The Stop TTIP campaign (which also wants to stop CETA) covered these issues very comprehensively. There are too many to discuss in a single post so let’s single out one which worries me most: the investment court system (ICS), also known as investor-state dispute settlement (ISDS). This is not unique to CETA, but included in many other free trade agreements as well.
The problem with ICS is that it gives foreign investors acces to special courts for investment disputes with states. I can imagine this is justified in case the state in question doesn’t have an impartial legal system, but the EU and Canada have high-quality legal systems. ICS is only accessible for foreign investors, which creates inequality for domestic investors and other actors in society. The rights for foreign investors to have their investments protected are vague and can interfere with the democratic process of lawmaking. And even after modification, judges aren’t employed on a tenured full time basis and a fixed salary, which gives a potential for conflict of interest. These objections, and more, are voiced by 101 European law professors.
Recently South Africa decided to withdraw from treaties with ISDS, Indonesia won’t renew them. India will remodel its treaties to nerf ISDS. Brazil never signed an investment treaty with ISDS at all and doesn’t have difficulty to attract foreign investment. Why do the EU and its member states not notice that? Do we really have to wait for ridiculous claims from foreign investors before we realize that ICS was a terrible idea? Unsurprisingly, my own political party GroenLinks voted against provisional application of CETA for this and other reasons. Another left-wing party, the Dutch Labour Party, thought that ICS was okay after it had been softened (but still subject to the above criticism). D66, slightly less left-wing, maintained that CETA shouldn’t interfere with the rule of law, but voted in favor anyway. They didn’t explain at all why a separate court for foreign investors is necessary.

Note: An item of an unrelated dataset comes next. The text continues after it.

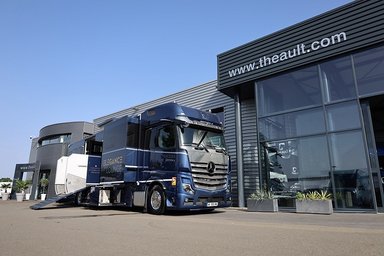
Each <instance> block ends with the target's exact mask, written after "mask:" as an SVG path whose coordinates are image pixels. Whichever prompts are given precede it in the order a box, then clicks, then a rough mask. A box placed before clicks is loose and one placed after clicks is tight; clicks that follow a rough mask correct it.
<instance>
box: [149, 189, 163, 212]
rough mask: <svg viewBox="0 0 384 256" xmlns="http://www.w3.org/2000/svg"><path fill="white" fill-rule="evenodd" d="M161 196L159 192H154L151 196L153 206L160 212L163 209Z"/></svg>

Fortunately, the regional government of Wallonia resisted CETA fiercely before it reached a compromise with the Belgian federal government to approve the treaty on 27 October 2016. The compromise consisted of an addendum to the treaty which is analyzed in detail here. The most important succes of the compromise is that it requires a review of ICS for compatibility with European law by the European Court of Justice. It also states that the Wallonian region may veto the treaty if the chapter on investment protection is not improved by the time of ratification. We will have to see what their effort is worth by the time they make the decision to ratify the treaty or not.
Even though he couldn’t stop CETA, I’m grateful to Paul Magnette, the minister-president of Wallonia, for his efforts. In an opinion piece on CETA he not only discusses the danger of corporate privilege, but also the environmental consequences of international trade. International trade accelerates climate change through transportation of goods with fossil fuels and should therefore not expand any further. We have to produce more of our goods locally to counter climate change.